As far as I think I understand it... There are indeed proofs in maths. But tripping point comes in applying the maths to the physical world. At this point maths serves to become a useful algorithm for predicting and mapping physical phenomena. Newtonian maths was sufficient and coherent until Einstein and relativity came along. Einstein didn't say Newtonian maths was internally incorrect, but just that it wasn't a sufficiently detailed description of the physical world. Where, other than in the human brain (and its supporting systems of books and computers) does maths actually exist. It's a construct, a useful tool, nothing more.


----------



## Fitzroy (15 Apr 2021)

Trainee neophyte said:


> On the subject of aliens, Iain M Banks suggested that to spot an alien, the best place to be is on Earth, during an eclipse. The fact that the sun and moon are virtually the same size as viewed from earth is incredibly unusual cosmologically, so there should be lots of exotourists coming to gawp at the rare sight. Next time you are watching a total eclipse, look at the people next to you rather than at the sky.



I bloody knew my neighbour was weird!


----------



## Amateur (15 Apr 2021)

Sorry I'm late....
Emergency on Ultron.......

Right
Carry on...


----------



## Spectric (15 Apr 2021)

AdrianUK said:


> If there are little green men in sheds on another planet, I reckon they all agree on how to sharpen their tools


That is a human assumption that we are really clever but is it not possible that the little green men have vastly superior tools that never need sharpening.


----------



## Terry - Somerset (15 Apr 2021)

The galaxy is about 13bn years old. 13,000,000,000 years!

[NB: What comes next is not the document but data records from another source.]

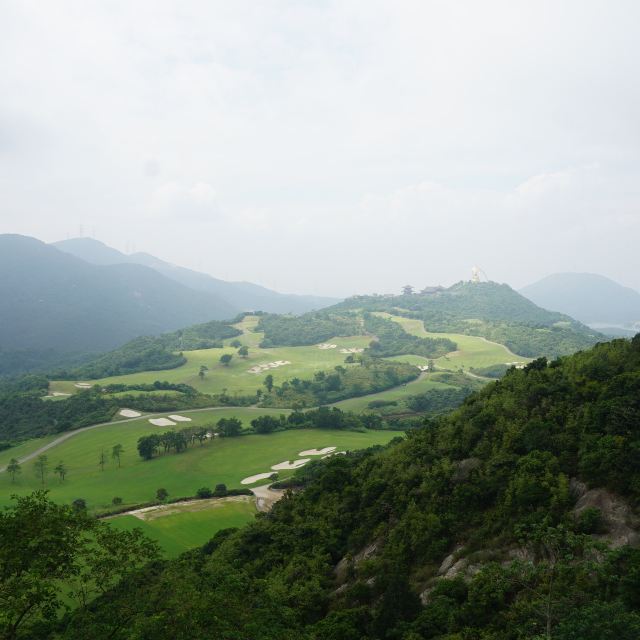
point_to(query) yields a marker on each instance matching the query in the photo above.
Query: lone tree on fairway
(61, 470)
(229, 427)
(14, 469)
(41, 466)
(116, 452)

Only in the last few decades have we got remotely close to understanding how physics, chemistry and the universe works. We may anyway be wrong.

In terms of the 24 hour clock we are a few milliseconds to midnight. A second is about 150,000 years. 25 times as long as writing has been around, and around 250-500 times as long since the renaissance signalled the start of the scientific age.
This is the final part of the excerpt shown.